Un team del Cancer Research, in UK, ha rintracciato i segni del tumore nel sangue, quando essi erano costituiti solo da un piccolo gruppo di cellule invisibili ai raggi X e alla tomografia.

Per l’esperimento, il  centro di ricerca del Francis Crick Institute di Londra  ha analizzato i tumori in 100 persone con cancro al polmone.

Dopo un intervento di rimozione del tumore, il team di medici ha analizzato, ogni tre mesi, nelle tracce di DNA, se ci fossero piccole cellule di cancro ricomparse.
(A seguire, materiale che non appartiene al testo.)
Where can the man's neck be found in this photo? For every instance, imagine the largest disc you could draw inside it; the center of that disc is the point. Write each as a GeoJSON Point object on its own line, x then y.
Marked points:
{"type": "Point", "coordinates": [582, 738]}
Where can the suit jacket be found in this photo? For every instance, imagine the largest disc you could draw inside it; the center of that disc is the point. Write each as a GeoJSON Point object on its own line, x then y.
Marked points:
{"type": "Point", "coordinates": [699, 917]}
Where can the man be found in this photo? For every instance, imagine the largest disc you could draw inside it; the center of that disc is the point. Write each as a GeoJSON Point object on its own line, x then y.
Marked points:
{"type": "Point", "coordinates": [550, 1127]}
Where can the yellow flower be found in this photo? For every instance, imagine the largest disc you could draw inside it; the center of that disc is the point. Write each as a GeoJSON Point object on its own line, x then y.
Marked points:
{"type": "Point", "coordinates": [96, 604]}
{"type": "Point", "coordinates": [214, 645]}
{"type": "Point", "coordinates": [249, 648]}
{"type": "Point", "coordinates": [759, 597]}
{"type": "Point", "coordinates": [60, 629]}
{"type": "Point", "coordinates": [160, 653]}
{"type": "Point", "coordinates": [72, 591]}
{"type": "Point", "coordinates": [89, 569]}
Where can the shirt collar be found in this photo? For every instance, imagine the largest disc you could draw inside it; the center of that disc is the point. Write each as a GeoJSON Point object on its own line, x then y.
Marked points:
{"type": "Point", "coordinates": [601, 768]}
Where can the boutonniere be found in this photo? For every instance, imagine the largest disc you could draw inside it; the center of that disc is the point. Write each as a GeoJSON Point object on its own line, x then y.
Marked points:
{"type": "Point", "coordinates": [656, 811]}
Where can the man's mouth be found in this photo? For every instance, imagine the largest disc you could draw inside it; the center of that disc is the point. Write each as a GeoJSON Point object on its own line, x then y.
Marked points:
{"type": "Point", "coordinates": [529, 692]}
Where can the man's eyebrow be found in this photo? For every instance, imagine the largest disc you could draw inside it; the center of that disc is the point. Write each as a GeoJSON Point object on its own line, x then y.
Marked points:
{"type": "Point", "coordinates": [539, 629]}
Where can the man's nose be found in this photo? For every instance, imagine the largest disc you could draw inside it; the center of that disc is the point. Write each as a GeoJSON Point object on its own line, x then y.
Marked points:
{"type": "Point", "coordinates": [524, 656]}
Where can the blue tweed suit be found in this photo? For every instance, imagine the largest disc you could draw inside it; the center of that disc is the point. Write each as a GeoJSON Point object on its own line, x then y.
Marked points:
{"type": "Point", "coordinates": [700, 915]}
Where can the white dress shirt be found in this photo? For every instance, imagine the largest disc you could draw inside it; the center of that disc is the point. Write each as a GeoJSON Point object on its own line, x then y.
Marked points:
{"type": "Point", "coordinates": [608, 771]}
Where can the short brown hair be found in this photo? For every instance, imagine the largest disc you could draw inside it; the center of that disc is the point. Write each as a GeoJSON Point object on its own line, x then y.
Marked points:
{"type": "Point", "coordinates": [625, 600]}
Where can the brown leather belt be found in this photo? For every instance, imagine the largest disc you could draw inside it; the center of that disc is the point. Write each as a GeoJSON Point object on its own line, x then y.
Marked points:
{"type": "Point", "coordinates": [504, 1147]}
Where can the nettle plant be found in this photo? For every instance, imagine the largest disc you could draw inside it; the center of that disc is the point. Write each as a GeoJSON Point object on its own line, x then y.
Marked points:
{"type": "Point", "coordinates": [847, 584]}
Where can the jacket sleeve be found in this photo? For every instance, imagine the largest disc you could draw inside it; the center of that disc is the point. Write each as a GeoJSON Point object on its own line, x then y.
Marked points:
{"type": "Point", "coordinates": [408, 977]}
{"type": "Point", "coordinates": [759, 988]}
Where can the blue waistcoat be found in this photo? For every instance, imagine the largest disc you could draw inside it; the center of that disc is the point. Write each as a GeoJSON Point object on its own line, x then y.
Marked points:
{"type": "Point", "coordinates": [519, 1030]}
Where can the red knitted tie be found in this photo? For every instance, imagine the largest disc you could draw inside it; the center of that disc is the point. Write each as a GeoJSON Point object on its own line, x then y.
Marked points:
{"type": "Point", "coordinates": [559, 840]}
I risultati dello studio, pubblicati sulla rivista “Nature”, dicono che la ricomparsa del cancro può essere identificata circa un anno prima rispetto agli attuali metodi disponibili in medicina.

I tumori di solito hanno solitamente un volume di circa 0,3 millimetri cubi quando vengono rilevati dagli esami del sangue convenzionali.

Questo nuovo metodo è stato capace di scovare il ritorno del cancro in 13 dei 14 pazienti che avevano avuto una recidiva della malattia e di rilevare i casi in cui il tumore non era ricomparso.

La ricerca britannica si è concentrata sul cancro del polmone, ma i processi studiati dovrebbero essere applicabili anche ad altri tipi di cancro, secondo il team di ricercatori.

Questo dovrebbe consentire ai medici di trattare precocemente il tumore, aumentando le possibilità di cura.

Lo studio può anche portare a nuove idee per curare il cancro.

“Utilizzando le cellule tumorali circolanti, siamo in grado di identificare i pazienti da trattare, anche in assenza dei segni clinici della malattia, e anche di controllare come le terapie stiano funzionando”, ha detto il dottor Christopher Abbosh, uno degli autori dello studio.